“We must bear our lot patiently till the first thaw comes, and then try and make our way over the mountains.”
These were the words of wisdom, and for long weary weeks the prisoners had to be content with their position. The brigands did a little snow-cutting, and then passed the rest of their time sleeping by the fires they kept up night and day.

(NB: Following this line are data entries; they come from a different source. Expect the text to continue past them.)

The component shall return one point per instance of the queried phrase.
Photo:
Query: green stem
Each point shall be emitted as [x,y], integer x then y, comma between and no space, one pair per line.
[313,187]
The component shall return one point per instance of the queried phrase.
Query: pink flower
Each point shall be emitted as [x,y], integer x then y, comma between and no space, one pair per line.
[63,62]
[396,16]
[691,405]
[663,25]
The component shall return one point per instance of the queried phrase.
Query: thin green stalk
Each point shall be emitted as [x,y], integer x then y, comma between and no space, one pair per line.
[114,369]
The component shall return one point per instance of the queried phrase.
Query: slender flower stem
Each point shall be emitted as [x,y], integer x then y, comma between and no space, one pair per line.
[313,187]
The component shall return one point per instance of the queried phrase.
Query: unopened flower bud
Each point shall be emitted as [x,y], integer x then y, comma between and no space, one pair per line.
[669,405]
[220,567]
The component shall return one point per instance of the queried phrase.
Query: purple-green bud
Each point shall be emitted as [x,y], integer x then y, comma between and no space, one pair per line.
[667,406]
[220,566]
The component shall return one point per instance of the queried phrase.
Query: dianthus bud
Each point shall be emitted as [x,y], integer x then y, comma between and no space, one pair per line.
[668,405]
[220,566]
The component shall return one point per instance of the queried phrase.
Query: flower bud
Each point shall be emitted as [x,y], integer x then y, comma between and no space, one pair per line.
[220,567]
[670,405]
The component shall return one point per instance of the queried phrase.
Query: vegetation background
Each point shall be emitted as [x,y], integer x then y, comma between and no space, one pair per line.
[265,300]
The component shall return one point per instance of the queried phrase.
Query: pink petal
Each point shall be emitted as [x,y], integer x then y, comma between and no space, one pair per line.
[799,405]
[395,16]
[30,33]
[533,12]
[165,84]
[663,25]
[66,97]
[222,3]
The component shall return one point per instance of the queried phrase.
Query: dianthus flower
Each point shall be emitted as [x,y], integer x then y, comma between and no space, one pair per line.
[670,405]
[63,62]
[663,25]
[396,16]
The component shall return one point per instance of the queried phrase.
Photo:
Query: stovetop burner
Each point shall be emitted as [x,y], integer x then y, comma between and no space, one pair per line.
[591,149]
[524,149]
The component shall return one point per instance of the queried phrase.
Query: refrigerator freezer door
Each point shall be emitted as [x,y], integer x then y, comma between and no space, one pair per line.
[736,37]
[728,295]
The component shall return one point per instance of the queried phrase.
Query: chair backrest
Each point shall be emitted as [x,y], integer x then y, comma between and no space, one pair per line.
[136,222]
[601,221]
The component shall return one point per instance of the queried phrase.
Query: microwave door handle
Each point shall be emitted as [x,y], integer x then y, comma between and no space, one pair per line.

Food was plentiful, and the chief behaved civilly enough, often paying his prisoners a visit, after which they were entirely left to their own resources.
“We ought to be low-spirited captives,” Mr Burne used to say, as he beat his hands together to keep them warm; “but somehow nobody seems very miserable.”
And this was a fact, for every day the professor kept them busy with shovels digging away the snow from some piece of ruin he wished to measure and draw, while after the chief had been, and noted what was done, he said something half contemptuously to his men, and no interference took place.
Day after day, with a few intervals of heavy snow and storm, the dazzling sunshine continued, with the brilliant blue sky, and the mountains around looking like glistening silver.
Everywhere the same deep pure white snow, in waves, in heaps, in drifts, and deep furrows, silvery in the day, and tinged with rose, purple, scarlet, and gold as the sun went down.
They were so shut in that an army of men could not have dug a way to them; and, knowing this, the brigands dropped into a torpid state, like so many hibernating bears, while the professor’s work went on.
“Do you know, Lawrence,” he said one day, laying down his pencil to rub his blue fingers, “I think I shall make a great book of this when I have finished it. I have got the castle done, the principal walls, the watch-towers and gates, and if there was not so much snow I should have finished the temple; but, bless my heart, boy, how different you do look!”
“Different, sir!” said Lawrence laughing. “Oh, I suppose the wind has made my nose red.”
“I did not mean that: I meant altogether. You look so well.”